Quase 100 mil fotografias tiradas por Andy Warhol serão reveladas

Detalhes de uma filmagem de Warhol com Jean-Michel Basquiat, 1982. Fotografia: A Fundação Andy Warhol para Artes Visuais, Inc.

As fotos do artista documentam fotos pessoais íntimas e a infame cena do centro de Nova York na década de 1980.

Dezenas de milhares de fotos inéditas tiradas por Andy Warhol de celebridades como Liza Minnelli, Bianca Jagger e Debbie Harry serão publicadas pela primeira vez no que é descrito como uma coleção inigualável de sua fotografia.

Mais de 130.000 quadros individuais foram disponibilizados pela Fundação Andy Warhol para um próximo livro, exposição e digitalização para o público em geral de cada imagem – a maioria dos quais não foram vistos antes. Marcas de 3.600 folhas de contato mostram que Warhol imprimiu apenas 17% de suas fotografias.

Abrangendo 11 anos que antecederam a morte do artista em 1987, as imagens abrem portas para o seu círculo social deslumbrante e seu mundo privado. Em uma foto, o escritor Truman Capote é mostrado estendendo-se em um sofá. Em uma série de centenas de fotos capturando um romance que se desdobra, Jon Gould, o último namorado de Warhol, é mostrado na praia, na neve e em um barco.

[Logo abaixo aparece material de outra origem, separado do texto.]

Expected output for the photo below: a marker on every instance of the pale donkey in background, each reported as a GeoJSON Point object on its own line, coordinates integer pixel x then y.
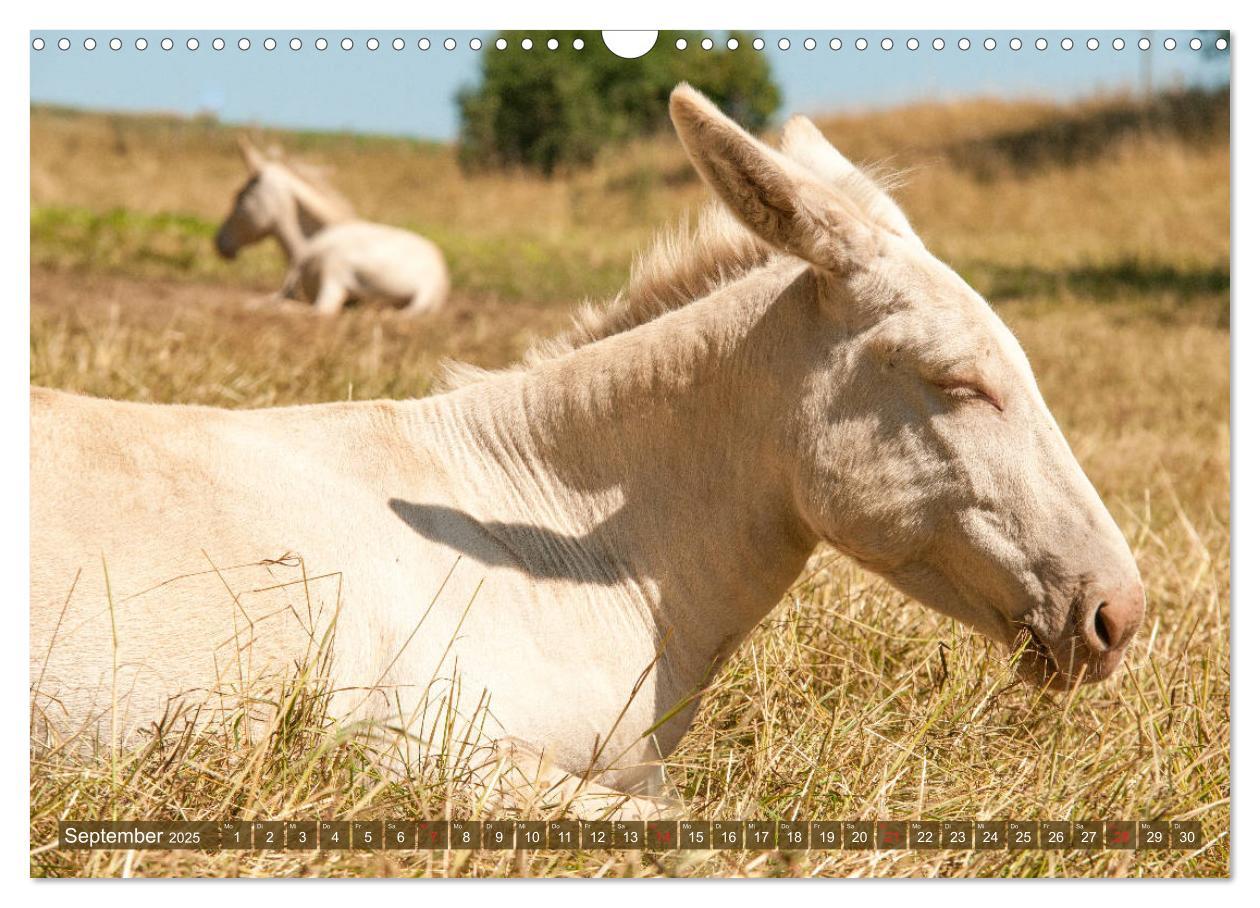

O “Projeto Contato Warhol” vai disponibilizar as fotografias para exibição pública e é liderado por Peggy Phelan e Richard Meyer, professores de artes da Universidade de Stanford, Califórnia, que adquiriram os arquivos da Fundação Warhol.

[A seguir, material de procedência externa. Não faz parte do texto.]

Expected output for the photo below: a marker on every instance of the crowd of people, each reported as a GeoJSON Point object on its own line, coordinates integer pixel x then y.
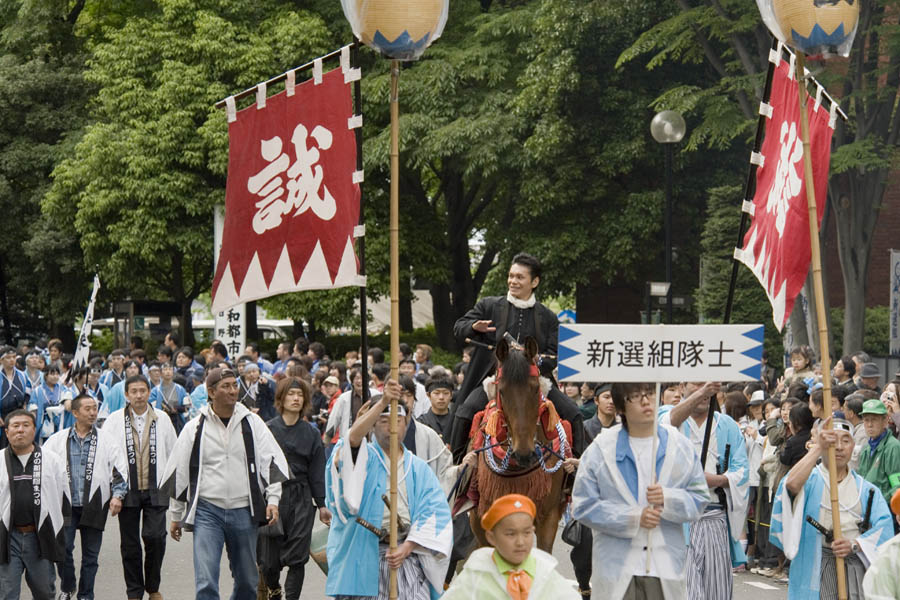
{"type": "Point", "coordinates": [246, 453]}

Debbie Harry fotografado por Warhol em 1980.
Debbie Harry fotografada por Warhol em 1980. Fotografia: A Fundação Andy Warhol para a Visual Arts, Inc.

Meyer lembrou que ele foi inicialmente “dominado” pelo material, que “nunca antes foi exibido ao público ou publicado, e nunca antes [foi] disponibilizado aos pesquisadores”.

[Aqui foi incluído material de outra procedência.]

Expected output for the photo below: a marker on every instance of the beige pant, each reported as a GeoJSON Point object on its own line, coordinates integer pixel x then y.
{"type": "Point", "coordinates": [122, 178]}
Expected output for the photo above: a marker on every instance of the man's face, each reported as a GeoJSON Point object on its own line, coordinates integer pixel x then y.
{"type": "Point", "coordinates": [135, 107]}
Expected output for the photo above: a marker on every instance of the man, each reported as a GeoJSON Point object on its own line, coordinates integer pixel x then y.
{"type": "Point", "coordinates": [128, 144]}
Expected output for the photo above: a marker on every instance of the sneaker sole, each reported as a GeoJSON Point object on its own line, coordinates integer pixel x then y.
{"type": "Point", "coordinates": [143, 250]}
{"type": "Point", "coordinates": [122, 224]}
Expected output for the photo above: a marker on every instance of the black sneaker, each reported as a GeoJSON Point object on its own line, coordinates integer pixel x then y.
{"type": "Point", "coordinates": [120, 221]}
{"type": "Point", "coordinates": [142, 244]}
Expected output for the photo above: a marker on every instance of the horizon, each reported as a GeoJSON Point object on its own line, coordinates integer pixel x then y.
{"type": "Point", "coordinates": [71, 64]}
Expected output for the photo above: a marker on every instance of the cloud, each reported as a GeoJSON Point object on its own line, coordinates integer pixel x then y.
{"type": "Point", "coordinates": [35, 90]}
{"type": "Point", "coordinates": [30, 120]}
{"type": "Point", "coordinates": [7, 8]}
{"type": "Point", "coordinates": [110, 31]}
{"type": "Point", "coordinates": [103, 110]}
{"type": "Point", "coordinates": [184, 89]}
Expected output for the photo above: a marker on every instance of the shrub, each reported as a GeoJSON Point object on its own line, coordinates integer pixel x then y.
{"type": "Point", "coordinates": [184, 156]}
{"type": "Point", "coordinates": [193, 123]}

Uma vez que os filmes de revelação foram feitas por “indiscutivelmente o maior artista americano do século 20, eles são valiosos acréscimos ao campo da história da arte”, disse ele. “É Warhol como você nunca viu antes. Você está vendo sua vida diária de uma maneira que nunca foi possível antes, porque esses filmes nunca estiveram disponíveis para exibição pública.”

Phelan descreveu as imagens como “um diário visual”. “Os filmes não apenas oferecem novas e importantes informações sobre a vida e o trabalho de Warhol, mas também ajudam a esclarecer questões sobre o que o motivou e preocupou durante a última década de sua vida.”

Warhol – imediatamente identificável graças à sua peruca loira – foi um fundador da pop art cujas pinturas e gravuras de estrelas de cinema, latas de sopa e caixas de sabão o transformaram em um dos artistas mais famosos do mundo. Muito antes dos reality shows aparecerem, ele previu um futuro em que todos seriam famosos por 15 minutos. Sua célebre obra “Silver Car Crash (Double Disaster)”, de 1963, foi vendida em 2013 por US$ 105 milhões.

Ele era um fotógrafo obsessivo, tirando tudo o que chamava a atenção, de festas glamorosas com estrelas de Hollywood como Bette Davis para assuntos aparentemente sem graça, incluindo pilhas de pratos descartados em um mercado de pulgas ou sinalização arranhada da cidade. “Uma imagem significa que eu sei onde eu estava a cada minuto”, ele disse uma vez. “É por isso que eu tiro fotos.”

As fotografias farão parte de uma grande exposição que acontecerá de 29 de setembro a 6 de janeiro de 2019 no Cantor Arts Center da Universidade de Stanford. O livro que o acompanha será publicado no Reino Unido em novembro, e as imagens digitais serão lançadas on-line ainda este ano.